There are many types of bronze. The one that I have most experience with is silicon bronze. This is made up of 95% copper and 5% silicon. One of the things that I enjoy about working with this material is that you are able to forge it hot, and weld it with modern TIG welding equipment.
This makes it extraordinarily easy to work with. However, for this project I wanted to use a more historically accurate material, so I decided to go with a tin bronze. Tin bronze can range from 10%-15% tin, commonly 12%-14%. For this project I decided to go with 12%, so that is what I made.
It is important to note that copper and tin have vastly different melting temperatures. Tin will melt at 450°F and copper melts around 2000°F. If you where to put both materials in a crucible and turn on your furnace, you would burn most of your tin before your copper began to melt. This means that the copper must be made molten before the tin is dropped in.

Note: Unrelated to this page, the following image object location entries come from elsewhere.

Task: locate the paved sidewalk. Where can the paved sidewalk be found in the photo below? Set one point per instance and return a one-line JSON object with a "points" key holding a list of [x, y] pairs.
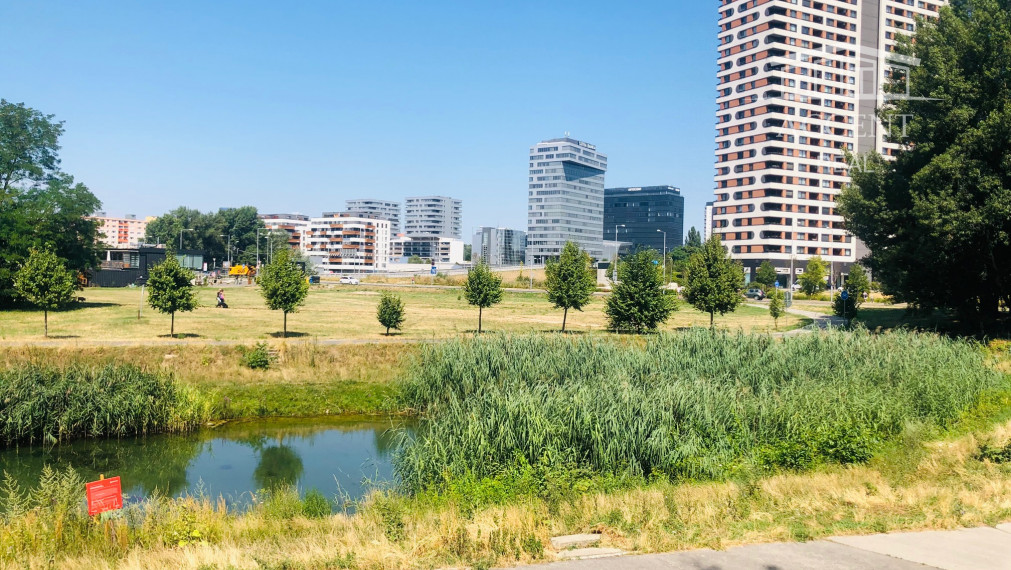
{"points": [[984, 548]]}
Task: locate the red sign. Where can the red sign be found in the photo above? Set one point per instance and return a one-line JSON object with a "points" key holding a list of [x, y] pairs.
{"points": [[104, 495]]}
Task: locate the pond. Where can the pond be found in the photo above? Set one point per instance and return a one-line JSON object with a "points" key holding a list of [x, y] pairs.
{"points": [[344, 458]]}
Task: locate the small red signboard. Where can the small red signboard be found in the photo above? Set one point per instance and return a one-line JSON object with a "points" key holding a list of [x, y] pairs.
{"points": [[106, 494]]}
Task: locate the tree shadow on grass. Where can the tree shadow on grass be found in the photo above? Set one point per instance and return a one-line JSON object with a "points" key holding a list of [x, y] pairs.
{"points": [[290, 335]]}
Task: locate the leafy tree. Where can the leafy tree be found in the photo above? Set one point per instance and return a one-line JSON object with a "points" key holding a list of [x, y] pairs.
{"points": [[570, 280], [766, 276], [776, 305], [714, 280], [937, 218], [46, 282], [390, 311], [171, 289], [283, 285], [39, 206], [639, 303], [482, 289], [29, 143], [813, 278], [694, 239]]}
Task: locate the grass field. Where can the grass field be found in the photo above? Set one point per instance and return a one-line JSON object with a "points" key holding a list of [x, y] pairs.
{"points": [[346, 312]]}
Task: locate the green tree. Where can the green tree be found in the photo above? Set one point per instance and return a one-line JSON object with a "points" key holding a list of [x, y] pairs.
{"points": [[776, 305], [29, 145], [39, 206], [694, 240], [44, 281], [639, 302], [813, 278], [570, 280], [766, 276], [937, 218], [283, 285], [170, 289], [390, 311], [482, 289], [714, 280]]}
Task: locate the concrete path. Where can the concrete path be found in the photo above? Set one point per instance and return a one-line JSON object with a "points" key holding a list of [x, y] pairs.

Also important at this point is to preheat the tin. If the tin is cold when it goes in it will form a layer of condensation when it hits the hot environment, and if that water gets into the molten copper you could have a steam explosion, which is no good for anyone. Once the tin is in the copper the alloying is quite quick. I had left it for one minute before pouring the bronze out into an ingot mold.
Once the bronze is in ingot form, I cold forged it down to the size that I had wanted for the spacer between the handle and blade. Then, using drills files and scrappers, I made a hole in the bronze so that the blade would slide in and nest nicely into the bronze. As a way to add a decorative element to the top the of bronze, and also help tighten up my fit up with the blade, I used a ball-peen hammer to add texture. Once this was fit up nicely, I used a chisel to put a decorative line around the top edge of the bolster.
Carving of the Handle
For the handle proper I used a piece of moose antler. Normally I would use high speed rotary tools to do my carving, but for this project I just used chisels and scribes. I laid out a grid so that the knot work would be even on both sides.
At this point I chiseled in my outline and then began to carve away the background. The most important thing in this it to have crisply defined lined, this being said I try to keep good hard corners to define my shapes.
Once the carving is done the next step is drilling a hole and using scrappers and files to make sure the tang will fit into the handle, and that the bolster will fit nicely with the handle.
The Assembled Seax
The final step is to assemble handle onto the tang. Seax tangs are never found with any holes or notches cut into them, this leads to the conclusion that they were all glued together. In period this would have been done with hide glue, but since I didn’t have hide glue, the best option was to use 5 minute epoxy.
This project illustrated to me the efforts needed to create a blade with historically accurate materials. It was a very labor intensive project, even with the use of the modern tools I have at my disposal. Although it was time consuming and difficult, it is the thing that I would like to do again so that I can refine the process more and hopefully next time make a larger blade, with a more intricate pattern.
Hawkes, S.C. (1989). Weapons and Warfare in Anglo-Saxon England. Great Britain: Oxford University Committee of Archaeology.
Lang, J.R.S. (1984). The Craft of the Blacksmith. Symposium of the Comité pour la Sidérurgie Ancienne Belfast).
McGrath, J.N. (1973). A report on the Metallurgical Examination of 5 fragmentary Early Iron Age sword blades from Llyn Cerrig Bach. Journal of Arms and Armor Soc. 71.